FIG. 5 is a schematic diagram of an interactive cyclic network in a model, wherein each frame of image is first passed through a convolution network to obtain key point vectors of hands and objects
Figure BDA0002665281180000071
Modeling the relationship by using a multi-layer perceptron, learning time sequence information in the video by using the obtained vector through a cyclic neural network of two hidden layers, and finally outputting interaction category estimation.
FIG. 6 is a schematic diagram of a zero-order learning classifier module in a model, when the probability of a background class is maximum, determining that the object belongs to an unknown class. Multiplying the probabilities of other prediction classes except the background by vectors in a semantic space respectively, adding the obtained semantic vectors to obtain a final prediction semantic vector, calculating the class and the similarity thereof in the semantic space, and considering that the unknown object belongs to the class with the highest similarity when the highest similarity value is not lower than a threshold value.

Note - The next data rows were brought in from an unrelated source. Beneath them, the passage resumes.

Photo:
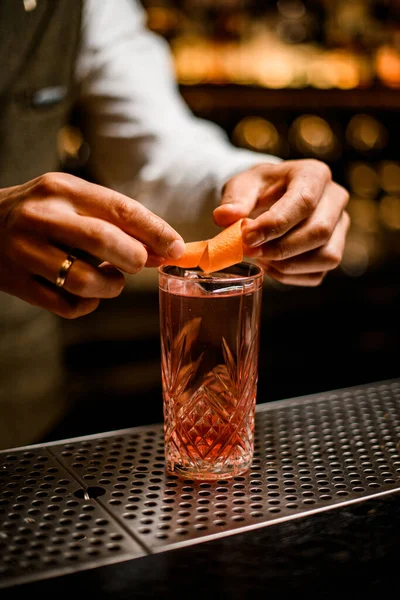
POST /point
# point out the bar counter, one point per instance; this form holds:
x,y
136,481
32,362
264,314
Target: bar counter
x,y
318,513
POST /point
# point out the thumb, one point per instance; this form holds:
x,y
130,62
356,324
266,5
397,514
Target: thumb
x,y
239,198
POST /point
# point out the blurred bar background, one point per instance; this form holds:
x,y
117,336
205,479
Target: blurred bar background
x,y
298,79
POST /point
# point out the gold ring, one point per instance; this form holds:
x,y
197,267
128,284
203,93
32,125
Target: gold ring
x,y
64,270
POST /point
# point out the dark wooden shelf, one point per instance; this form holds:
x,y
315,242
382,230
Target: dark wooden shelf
x,y
206,98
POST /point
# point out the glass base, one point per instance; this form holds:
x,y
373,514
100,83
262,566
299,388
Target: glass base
x,y
206,474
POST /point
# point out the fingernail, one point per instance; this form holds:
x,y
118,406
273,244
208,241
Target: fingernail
x,y
254,238
176,249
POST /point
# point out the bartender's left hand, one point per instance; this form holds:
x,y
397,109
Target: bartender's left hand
x,y
296,222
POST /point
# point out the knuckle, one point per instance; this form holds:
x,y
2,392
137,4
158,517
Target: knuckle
x,y
123,208
319,167
307,200
159,230
280,251
77,308
139,261
70,310
80,280
281,225
317,279
322,231
332,258
51,183
97,232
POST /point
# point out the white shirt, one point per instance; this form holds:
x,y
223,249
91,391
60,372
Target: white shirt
x,y
144,140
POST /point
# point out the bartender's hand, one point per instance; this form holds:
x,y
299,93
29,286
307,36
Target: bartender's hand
x,y
48,218
298,223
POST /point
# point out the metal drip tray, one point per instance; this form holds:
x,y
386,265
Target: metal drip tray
x,y
90,501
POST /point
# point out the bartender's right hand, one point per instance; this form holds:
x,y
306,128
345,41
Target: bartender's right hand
x,y
57,214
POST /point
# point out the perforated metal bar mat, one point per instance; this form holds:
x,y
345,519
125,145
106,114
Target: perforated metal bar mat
x,y
91,501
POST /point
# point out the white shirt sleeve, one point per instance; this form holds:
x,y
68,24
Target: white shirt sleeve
x,y
144,140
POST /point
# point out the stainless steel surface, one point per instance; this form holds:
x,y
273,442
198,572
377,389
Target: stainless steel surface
x,y
84,502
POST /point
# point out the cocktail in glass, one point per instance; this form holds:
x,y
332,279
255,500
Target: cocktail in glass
x,y
210,327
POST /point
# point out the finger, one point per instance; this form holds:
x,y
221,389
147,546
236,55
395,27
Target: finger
x,y
305,279
97,237
307,181
239,197
83,279
325,258
312,233
130,216
41,293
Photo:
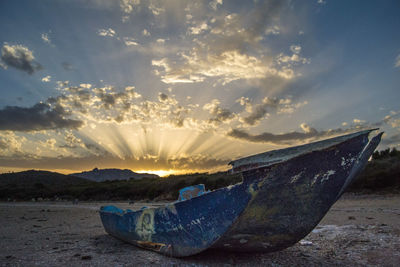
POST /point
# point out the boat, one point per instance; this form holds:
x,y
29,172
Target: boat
x,y
283,195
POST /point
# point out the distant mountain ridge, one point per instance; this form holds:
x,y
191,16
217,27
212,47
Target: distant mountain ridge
x,y
101,175
36,177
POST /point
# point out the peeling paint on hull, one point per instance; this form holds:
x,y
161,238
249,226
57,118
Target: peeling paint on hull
x,y
274,207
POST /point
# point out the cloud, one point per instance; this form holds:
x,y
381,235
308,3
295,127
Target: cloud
x,y
46,38
130,41
145,32
268,106
67,66
228,66
274,30
289,138
198,28
46,79
146,162
214,4
397,63
41,116
127,6
19,57
106,32
220,115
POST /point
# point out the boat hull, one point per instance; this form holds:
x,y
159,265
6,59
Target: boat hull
x,y
274,207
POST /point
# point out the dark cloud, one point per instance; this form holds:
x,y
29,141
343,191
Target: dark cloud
x,y
220,114
257,114
162,97
195,162
19,57
41,116
67,66
291,137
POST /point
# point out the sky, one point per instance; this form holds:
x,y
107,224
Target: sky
x,y
173,86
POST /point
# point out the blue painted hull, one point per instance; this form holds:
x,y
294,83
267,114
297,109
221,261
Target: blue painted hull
x,y
275,206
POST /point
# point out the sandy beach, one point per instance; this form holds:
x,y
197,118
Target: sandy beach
x,y
358,231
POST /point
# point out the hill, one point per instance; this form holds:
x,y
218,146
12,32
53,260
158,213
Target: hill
x,y
33,184
101,175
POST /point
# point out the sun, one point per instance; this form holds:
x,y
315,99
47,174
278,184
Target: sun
x,y
161,173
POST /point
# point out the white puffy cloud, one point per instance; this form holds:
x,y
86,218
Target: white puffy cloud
x,y
46,79
19,57
214,4
145,32
202,26
227,67
268,106
129,41
397,62
127,6
46,38
106,32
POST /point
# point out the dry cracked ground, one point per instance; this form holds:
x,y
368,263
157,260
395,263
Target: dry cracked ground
x,y
358,231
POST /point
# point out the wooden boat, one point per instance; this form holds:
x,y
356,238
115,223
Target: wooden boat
x,y
283,196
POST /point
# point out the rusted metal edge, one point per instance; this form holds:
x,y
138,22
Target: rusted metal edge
x,y
275,156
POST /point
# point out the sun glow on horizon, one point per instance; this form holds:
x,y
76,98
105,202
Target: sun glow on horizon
x,y
161,173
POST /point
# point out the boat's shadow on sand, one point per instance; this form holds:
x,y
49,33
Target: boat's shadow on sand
x,y
105,244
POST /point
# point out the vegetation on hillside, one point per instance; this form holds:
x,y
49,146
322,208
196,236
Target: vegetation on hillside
x,y
382,174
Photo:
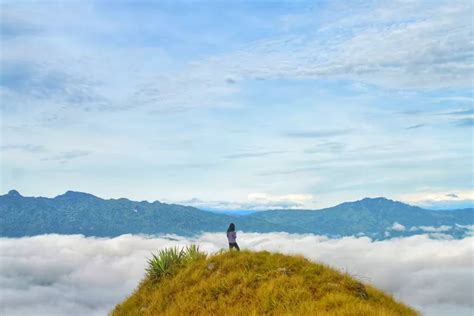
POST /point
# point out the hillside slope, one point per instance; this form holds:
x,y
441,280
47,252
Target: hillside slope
x,y
257,283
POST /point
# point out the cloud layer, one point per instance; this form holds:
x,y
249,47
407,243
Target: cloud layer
x,y
75,275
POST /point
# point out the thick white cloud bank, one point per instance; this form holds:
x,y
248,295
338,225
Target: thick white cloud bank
x,y
77,275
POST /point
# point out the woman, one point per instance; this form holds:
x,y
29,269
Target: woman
x,y
232,236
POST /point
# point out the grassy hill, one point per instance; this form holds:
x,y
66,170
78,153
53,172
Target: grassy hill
x,y
251,283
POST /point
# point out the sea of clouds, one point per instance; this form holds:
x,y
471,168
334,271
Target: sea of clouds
x,y
77,275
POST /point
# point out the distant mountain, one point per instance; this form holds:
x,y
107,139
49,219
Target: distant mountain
x,y
373,217
83,213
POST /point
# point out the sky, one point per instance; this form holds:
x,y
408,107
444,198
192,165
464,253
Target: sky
x,y
76,275
242,105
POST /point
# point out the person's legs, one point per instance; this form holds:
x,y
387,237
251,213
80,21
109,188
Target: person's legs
x,y
234,245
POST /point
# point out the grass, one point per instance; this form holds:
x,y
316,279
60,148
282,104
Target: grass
x,y
186,282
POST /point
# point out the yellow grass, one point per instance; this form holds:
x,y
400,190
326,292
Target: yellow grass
x,y
258,283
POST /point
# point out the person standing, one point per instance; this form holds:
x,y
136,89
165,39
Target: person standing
x,y
231,237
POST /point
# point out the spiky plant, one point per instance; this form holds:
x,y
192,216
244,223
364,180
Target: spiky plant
x,y
170,259
192,253
163,264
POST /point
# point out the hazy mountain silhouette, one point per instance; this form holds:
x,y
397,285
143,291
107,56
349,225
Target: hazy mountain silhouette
x,y
83,213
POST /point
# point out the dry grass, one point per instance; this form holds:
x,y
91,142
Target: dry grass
x,y
258,283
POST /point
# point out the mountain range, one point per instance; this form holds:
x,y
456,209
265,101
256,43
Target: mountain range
x,y
83,213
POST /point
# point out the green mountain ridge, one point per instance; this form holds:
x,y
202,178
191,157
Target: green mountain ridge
x,y
84,213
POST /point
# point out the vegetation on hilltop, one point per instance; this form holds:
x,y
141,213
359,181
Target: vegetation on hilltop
x,y
251,283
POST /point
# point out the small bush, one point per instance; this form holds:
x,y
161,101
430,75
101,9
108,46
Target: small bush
x,y
192,253
170,259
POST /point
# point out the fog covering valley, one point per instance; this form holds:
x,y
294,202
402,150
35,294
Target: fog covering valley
x,y
76,275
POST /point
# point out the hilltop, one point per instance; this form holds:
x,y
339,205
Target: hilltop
x,y
84,213
257,283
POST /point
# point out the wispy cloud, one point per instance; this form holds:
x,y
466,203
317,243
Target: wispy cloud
x,y
256,202
318,133
466,122
254,154
74,282
32,148
67,156
416,126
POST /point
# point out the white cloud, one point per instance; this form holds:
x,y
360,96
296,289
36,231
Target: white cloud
x,y
441,199
398,227
74,275
432,229
257,202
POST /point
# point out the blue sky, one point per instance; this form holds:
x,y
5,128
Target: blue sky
x,y
249,105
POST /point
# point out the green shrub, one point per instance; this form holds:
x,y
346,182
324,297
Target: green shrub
x,y
170,259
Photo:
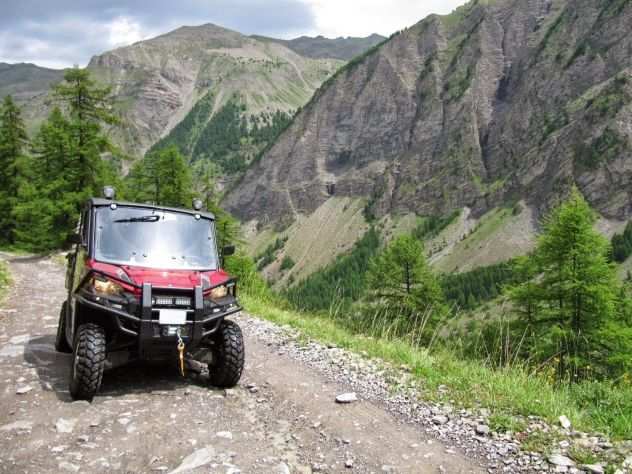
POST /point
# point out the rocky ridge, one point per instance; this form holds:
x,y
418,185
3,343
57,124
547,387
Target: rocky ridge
x,y
158,81
496,102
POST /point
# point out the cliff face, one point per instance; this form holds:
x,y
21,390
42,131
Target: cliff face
x,y
500,100
158,81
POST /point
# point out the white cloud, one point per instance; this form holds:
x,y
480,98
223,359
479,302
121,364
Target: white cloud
x,y
361,18
124,31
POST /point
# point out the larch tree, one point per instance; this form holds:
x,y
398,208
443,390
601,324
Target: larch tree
x,y
13,141
573,293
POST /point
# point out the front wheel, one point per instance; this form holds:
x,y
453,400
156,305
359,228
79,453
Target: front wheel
x,y
228,355
88,362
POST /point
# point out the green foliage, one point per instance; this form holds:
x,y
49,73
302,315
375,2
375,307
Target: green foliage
x,y
571,298
230,140
5,280
287,263
185,134
469,289
340,283
402,287
622,244
65,167
243,268
162,178
509,391
13,142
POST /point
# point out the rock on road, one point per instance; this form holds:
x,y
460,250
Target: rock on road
x,y
282,418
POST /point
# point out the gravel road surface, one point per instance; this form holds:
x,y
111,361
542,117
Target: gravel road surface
x,y
282,418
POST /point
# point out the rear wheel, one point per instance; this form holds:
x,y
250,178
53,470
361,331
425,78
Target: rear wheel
x,y
61,343
228,355
88,362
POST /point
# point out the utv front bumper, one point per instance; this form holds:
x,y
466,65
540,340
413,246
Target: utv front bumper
x,y
136,324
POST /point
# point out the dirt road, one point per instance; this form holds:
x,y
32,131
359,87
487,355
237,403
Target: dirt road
x,y
281,419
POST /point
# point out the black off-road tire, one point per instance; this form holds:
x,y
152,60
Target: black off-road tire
x,y
228,355
61,343
88,362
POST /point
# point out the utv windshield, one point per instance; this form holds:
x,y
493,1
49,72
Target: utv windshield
x,y
155,239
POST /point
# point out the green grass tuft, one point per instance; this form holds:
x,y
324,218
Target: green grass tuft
x,y
507,392
5,280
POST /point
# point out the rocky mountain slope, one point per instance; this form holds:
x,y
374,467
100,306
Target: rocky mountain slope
x,y
28,84
499,101
158,81
320,47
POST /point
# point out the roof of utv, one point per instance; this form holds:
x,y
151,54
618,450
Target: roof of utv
x,y
99,202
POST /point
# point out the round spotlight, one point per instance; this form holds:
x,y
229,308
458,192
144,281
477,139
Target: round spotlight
x,y
109,192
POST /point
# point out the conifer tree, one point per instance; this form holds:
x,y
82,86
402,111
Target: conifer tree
x,y
401,282
13,140
89,108
573,296
162,177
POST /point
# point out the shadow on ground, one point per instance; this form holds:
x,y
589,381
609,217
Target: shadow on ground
x,y
53,371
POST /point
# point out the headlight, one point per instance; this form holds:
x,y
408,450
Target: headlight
x,y
105,287
219,292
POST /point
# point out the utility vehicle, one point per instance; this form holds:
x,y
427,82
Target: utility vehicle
x,y
145,284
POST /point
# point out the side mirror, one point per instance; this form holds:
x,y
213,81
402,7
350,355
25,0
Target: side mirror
x,y
228,250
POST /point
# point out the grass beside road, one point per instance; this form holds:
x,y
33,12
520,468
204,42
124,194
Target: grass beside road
x,y
510,392
5,280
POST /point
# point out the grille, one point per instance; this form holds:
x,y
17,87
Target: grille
x,y
179,301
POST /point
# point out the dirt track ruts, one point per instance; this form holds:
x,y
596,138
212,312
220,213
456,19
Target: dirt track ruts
x,y
281,418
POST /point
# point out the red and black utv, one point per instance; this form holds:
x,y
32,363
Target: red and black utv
x,y
144,283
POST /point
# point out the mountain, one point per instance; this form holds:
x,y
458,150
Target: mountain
x,y
498,103
320,47
159,81
28,84
24,81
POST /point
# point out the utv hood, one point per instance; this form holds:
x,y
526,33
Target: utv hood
x,y
183,279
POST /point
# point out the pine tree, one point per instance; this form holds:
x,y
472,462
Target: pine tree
x,y
66,165
13,140
401,282
574,293
89,108
161,177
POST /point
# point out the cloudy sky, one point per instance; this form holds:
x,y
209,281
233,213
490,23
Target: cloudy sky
x,y
61,33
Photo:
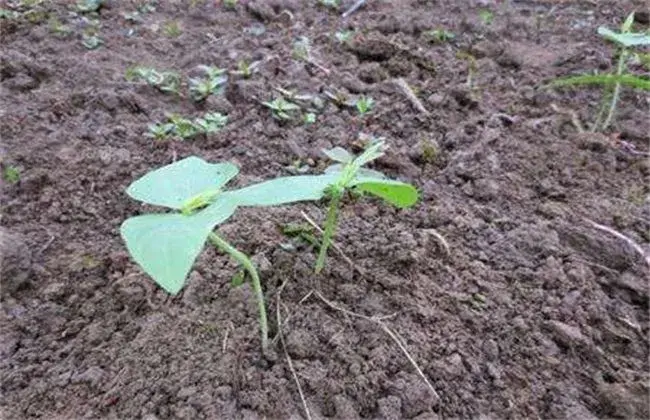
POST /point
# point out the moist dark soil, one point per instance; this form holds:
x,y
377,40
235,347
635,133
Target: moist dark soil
x,y
510,283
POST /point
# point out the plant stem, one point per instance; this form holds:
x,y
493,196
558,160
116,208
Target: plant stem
x,y
330,227
620,68
257,286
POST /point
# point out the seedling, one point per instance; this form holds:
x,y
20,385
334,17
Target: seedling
x,y
344,36
166,245
439,36
246,69
172,29
89,6
330,4
213,83
281,109
91,42
364,105
165,81
351,174
486,16
613,82
11,174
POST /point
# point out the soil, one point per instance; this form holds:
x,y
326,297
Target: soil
x,y
524,308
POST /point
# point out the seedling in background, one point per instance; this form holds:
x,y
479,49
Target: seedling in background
x,y
166,245
246,69
613,82
364,105
165,81
282,109
439,36
211,84
351,174
11,174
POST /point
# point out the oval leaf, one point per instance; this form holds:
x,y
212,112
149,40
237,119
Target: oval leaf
x,y
172,185
166,245
283,190
397,193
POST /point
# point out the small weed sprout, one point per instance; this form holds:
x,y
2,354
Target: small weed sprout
x,y
165,81
11,174
213,83
344,36
613,82
246,69
364,105
486,16
439,36
172,29
282,109
330,4
350,173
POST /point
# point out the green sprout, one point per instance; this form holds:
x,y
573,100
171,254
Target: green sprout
x,y
439,36
344,36
11,174
165,245
330,4
486,16
91,42
165,81
613,82
364,104
89,6
350,173
246,69
281,108
213,83
172,29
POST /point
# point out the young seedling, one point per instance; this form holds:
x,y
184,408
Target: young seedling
x,y
166,245
212,84
613,82
302,51
364,105
246,69
282,109
351,174
165,81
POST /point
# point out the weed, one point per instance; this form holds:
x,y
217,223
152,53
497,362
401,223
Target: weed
x,y
165,81
172,29
344,36
281,109
486,16
11,174
330,4
613,82
89,6
439,36
213,83
364,105
350,173
246,69
91,42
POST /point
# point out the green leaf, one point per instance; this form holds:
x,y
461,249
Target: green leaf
x,y
339,154
282,190
630,39
399,194
604,80
172,185
166,245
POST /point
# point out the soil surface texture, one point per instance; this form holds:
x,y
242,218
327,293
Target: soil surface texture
x,y
518,284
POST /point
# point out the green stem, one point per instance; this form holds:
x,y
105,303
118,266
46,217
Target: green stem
x,y
257,286
620,68
330,227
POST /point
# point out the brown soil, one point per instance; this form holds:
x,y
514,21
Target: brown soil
x,y
533,313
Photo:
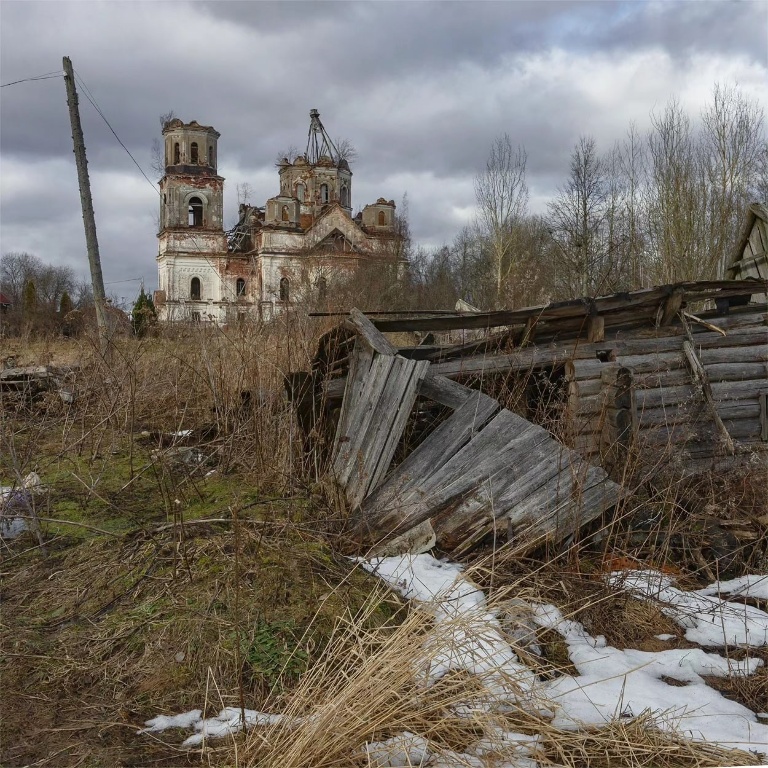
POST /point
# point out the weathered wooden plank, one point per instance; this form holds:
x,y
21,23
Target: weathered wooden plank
x,y
525,359
593,495
394,426
700,377
447,439
717,373
596,328
670,340
362,358
350,444
695,412
487,454
385,427
648,299
681,435
370,333
445,391
577,370
764,416
464,522
671,306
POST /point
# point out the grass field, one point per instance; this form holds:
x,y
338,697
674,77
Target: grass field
x,y
186,555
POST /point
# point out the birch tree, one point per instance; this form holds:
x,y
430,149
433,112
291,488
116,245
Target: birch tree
x,y
577,220
732,143
501,194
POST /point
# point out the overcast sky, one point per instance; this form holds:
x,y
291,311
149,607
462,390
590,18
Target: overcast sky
x,y
420,88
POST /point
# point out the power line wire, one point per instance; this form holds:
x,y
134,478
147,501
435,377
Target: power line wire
x,y
46,76
92,99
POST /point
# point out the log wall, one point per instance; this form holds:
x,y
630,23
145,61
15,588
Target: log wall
x,y
644,391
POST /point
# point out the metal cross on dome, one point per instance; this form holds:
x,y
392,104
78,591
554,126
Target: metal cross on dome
x,y
318,141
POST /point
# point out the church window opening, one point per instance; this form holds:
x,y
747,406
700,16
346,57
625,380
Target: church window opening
x,y
195,212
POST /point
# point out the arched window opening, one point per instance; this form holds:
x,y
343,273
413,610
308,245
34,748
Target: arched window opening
x,y
195,212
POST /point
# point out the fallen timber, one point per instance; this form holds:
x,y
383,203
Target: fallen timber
x,y
483,471
695,379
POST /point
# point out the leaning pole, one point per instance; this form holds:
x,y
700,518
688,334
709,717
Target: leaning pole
x,y
89,222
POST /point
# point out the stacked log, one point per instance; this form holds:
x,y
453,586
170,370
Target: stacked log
x,y
643,386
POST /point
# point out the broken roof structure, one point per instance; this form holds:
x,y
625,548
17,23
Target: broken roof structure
x,y
527,426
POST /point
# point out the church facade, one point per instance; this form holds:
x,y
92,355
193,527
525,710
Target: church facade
x,y
296,249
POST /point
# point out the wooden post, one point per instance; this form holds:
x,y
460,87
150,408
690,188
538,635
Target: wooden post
x,y
89,222
700,377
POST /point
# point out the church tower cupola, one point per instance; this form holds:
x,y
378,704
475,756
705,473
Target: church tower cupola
x,y
192,192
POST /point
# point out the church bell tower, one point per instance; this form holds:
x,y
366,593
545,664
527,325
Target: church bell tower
x,y
192,242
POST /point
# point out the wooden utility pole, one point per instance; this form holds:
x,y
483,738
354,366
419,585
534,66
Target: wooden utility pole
x,y
89,222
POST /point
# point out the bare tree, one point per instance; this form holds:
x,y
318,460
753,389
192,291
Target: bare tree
x,y
346,149
676,199
732,143
501,194
579,224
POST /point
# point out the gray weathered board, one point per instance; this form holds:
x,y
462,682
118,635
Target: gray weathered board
x,y
483,470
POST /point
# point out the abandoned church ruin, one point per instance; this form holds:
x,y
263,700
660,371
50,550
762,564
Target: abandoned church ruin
x,y
298,247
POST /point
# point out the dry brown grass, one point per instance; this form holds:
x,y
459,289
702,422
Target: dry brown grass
x,y
364,690
92,626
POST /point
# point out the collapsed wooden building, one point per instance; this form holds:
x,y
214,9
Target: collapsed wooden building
x,y
525,426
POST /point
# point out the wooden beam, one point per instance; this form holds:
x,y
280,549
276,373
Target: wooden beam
x,y
700,377
671,306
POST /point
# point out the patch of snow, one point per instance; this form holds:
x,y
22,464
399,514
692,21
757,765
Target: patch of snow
x,y
746,586
163,722
615,683
13,502
228,721
406,749
451,759
497,741
468,636
707,621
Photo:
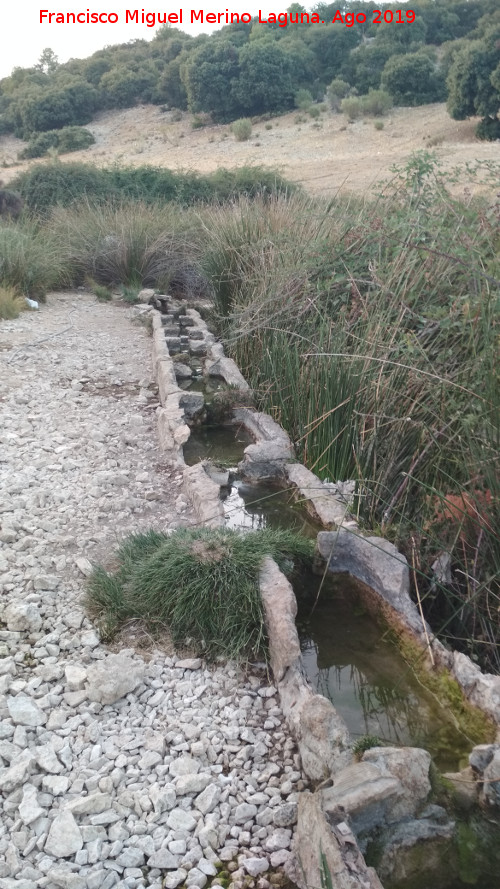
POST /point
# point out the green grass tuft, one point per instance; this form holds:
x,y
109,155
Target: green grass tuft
x,y
202,584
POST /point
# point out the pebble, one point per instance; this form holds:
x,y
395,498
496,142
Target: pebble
x,y
113,765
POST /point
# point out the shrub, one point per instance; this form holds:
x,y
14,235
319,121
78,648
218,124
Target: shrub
x,y
30,260
352,107
242,129
200,583
303,99
337,91
47,185
11,304
489,129
377,102
65,141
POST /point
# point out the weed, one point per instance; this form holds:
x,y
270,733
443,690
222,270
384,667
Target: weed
x,y
242,129
202,583
11,304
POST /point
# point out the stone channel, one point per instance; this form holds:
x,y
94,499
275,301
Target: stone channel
x,y
135,768
386,793
122,767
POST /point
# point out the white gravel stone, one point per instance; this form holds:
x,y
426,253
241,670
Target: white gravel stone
x,y
23,616
64,837
114,677
29,810
24,711
256,866
109,762
179,819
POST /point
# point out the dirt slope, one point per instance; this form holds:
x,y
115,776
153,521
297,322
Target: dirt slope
x,y
322,155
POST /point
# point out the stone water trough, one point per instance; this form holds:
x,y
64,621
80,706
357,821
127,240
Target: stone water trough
x,y
386,793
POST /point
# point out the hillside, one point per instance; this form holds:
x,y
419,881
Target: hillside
x,y
322,155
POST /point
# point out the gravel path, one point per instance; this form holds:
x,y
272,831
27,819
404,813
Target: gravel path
x,y
120,769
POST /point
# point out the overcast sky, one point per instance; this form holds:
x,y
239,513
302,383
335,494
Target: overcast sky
x,y
23,37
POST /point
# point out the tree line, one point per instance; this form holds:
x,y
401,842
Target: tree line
x,y
451,51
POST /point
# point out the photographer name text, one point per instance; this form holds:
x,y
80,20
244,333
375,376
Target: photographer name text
x,y
201,17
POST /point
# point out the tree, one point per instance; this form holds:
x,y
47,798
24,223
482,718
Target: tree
x,y
473,80
413,79
209,76
48,61
266,81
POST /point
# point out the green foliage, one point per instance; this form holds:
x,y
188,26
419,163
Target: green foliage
x,y
30,260
11,304
474,80
242,129
208,75
201,584
413,79
242,69
66,140
377,102
266,78
303,99
337,90
488,128
364,743
352,107
46,186
378,357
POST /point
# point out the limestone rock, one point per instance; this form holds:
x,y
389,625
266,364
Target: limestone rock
x,y
114,677
23,616
64,837
24,711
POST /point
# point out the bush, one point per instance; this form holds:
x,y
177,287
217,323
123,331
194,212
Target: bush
x,y
11,304
66,140
337,91
352,107
200,583
489,129
303,99
377,102
242,129
48,185
30,260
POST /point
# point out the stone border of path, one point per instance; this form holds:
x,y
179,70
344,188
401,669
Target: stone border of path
x,y
381,777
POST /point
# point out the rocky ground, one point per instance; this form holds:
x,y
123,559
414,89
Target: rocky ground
x,y
116,770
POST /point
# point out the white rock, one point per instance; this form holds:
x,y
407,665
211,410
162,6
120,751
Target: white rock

Even under a complex real scene, the method can also effectively identify the track, category and interaction action of hands and unknown objects in real time from RGB video, obtain semantic information and time sequence information of capturing sequences from the video, greatly improve the action identification efficiency, solve the problem that the semantic information interacted with the objects cannot be identified in the traditional gesture identification, and can also identify the unknown objects interacted with the hands without inputting depth images or real object coordinate data, thereby providing a good theoretical basis for wide application.
The module convolutional neural network, the zero-order learning classifier, and the cyclic neural network of the above embodiments may be arbitrarily combined, and for brevity of description, all possible combinations of the respective modules in the above embodiments are not described, however, as long as there is no contradiction between the combinations of the modules, they should be considered as the scope of the description of the present specification.
Based on the same inventive concept, another embodiment of the present invention provides an apparatus for detecting 3D hand interaction with an unknown object in RGB video in real time using the above method, comprising:
the model training module is used for taking the video frames as input and training a convolutional neural network, and the convolutional neural network predicts the 3D hand gesture, the 6D object gesture, the hand actions and the object types of each frame of image; the 3D hand gesture and the 6D object gesture detected by the convolutional neural network are used as input to train an interactive cyclic neural network, and the cyclic neural network utilizes time sequence information in the video to obtain the interactive category of the hand and the object in the video;
the real-time detection module is used for inputting the video to be detected into the convolutional neural network and the interactive cyclic neural network after training is completed, and obtaining the 3D hand gesture, the 6D object gesture, the hand action, the object type and the interaction action of the hand and the object in the video of each frame of image in the video.
Based on the same inventive concept, another embodiment of the present invention provides an electronic device (computer, server, smart phone, etc.) comprising a memory storing a computer program configured to be executed by the processor, and a processor, the computer program comprising instructions for performing the steps of the inventive method.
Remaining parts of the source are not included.